【出版时间及名称】:2010年2月欧洲金融行业研究报告
【作者】:摩根斯坦利
【文件格式】:pdf
【页数】:37
【目录或简介】:
Diversified Financials
Not Enough Recovery in
Exchanges; Prefer Asset
Managers
Regulatory risks, cyclical and competitive
pressures to weigh on exchanges – DB1 to EW. With
DB1 now EW, there is no European exchange on our
buy list (LSE / BME stay UW). For exchanges, we see
average earnings growth of 10% off the 2009 trough,
compared to ~40% for the asset/wealth management
sub-group, which we prefer given regulatory/competitive
positioning: Overweight SDR, Baer, III and HGG (all in
our European banks’ model portfolio).
We see competitive pressures extending into US
equity options and pressures building for fee cuts
in market data. Market share and pricing risk in cash
equities offer downside risks, given exchange pricing is
still ~10x that of MTFs.
Interest rates recovery priced in, NII and equity
derivative pressures underestimated. Only 19% of
Eurex revenues are related to rates. We believe DB1’s
leverage to rates volatility is overstated by consensus.

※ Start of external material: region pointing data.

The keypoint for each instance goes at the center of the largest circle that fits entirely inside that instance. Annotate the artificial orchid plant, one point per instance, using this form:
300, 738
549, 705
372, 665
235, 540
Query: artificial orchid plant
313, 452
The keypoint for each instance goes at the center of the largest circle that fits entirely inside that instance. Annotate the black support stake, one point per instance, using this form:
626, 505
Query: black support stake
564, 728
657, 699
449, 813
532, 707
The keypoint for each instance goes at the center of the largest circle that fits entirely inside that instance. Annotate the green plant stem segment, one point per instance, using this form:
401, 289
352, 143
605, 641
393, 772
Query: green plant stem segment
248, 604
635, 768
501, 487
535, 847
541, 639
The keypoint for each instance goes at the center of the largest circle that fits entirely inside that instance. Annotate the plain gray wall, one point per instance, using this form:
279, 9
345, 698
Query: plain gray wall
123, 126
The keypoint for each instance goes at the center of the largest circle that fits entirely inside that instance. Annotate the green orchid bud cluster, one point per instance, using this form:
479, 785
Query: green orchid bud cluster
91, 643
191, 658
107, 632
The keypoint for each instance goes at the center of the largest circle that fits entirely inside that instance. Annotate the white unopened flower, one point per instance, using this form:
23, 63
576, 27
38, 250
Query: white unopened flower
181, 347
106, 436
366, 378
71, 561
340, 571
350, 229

In our view, TLPR and ICAP represent better European
plays on this theme. Equally, we expect NII down 17% in
2010 vs 2009. A combination of market share loss at ISE,
cyclical pressure from low equity market vol and mix
shift to lower margin single-name from index product
leaves us ~10% below consensus on DB1.
Regulatory pressures the key uncertainty; potential
capital cost creep. DB1’s and LSE’s plans to grow in
post-trade face potential pressures from rising capital
requirements. Whilst multiple layers of protection exist in
clearing (e.g. margin, default funds), we see a possibility
of regulatory capital cost creep accompanying moves to
OTC derivative clearing. Balance sheet repair, given
debt, could constrain payouts at LSE/DB1 near term.
Additional risks to exchanges/IDBs volumes come from
proposals for liability tax on banks and prop restrictions,
whilst mandated exchange trading is a wild card risk for
IDBs, although we expect pragmatism to prevail.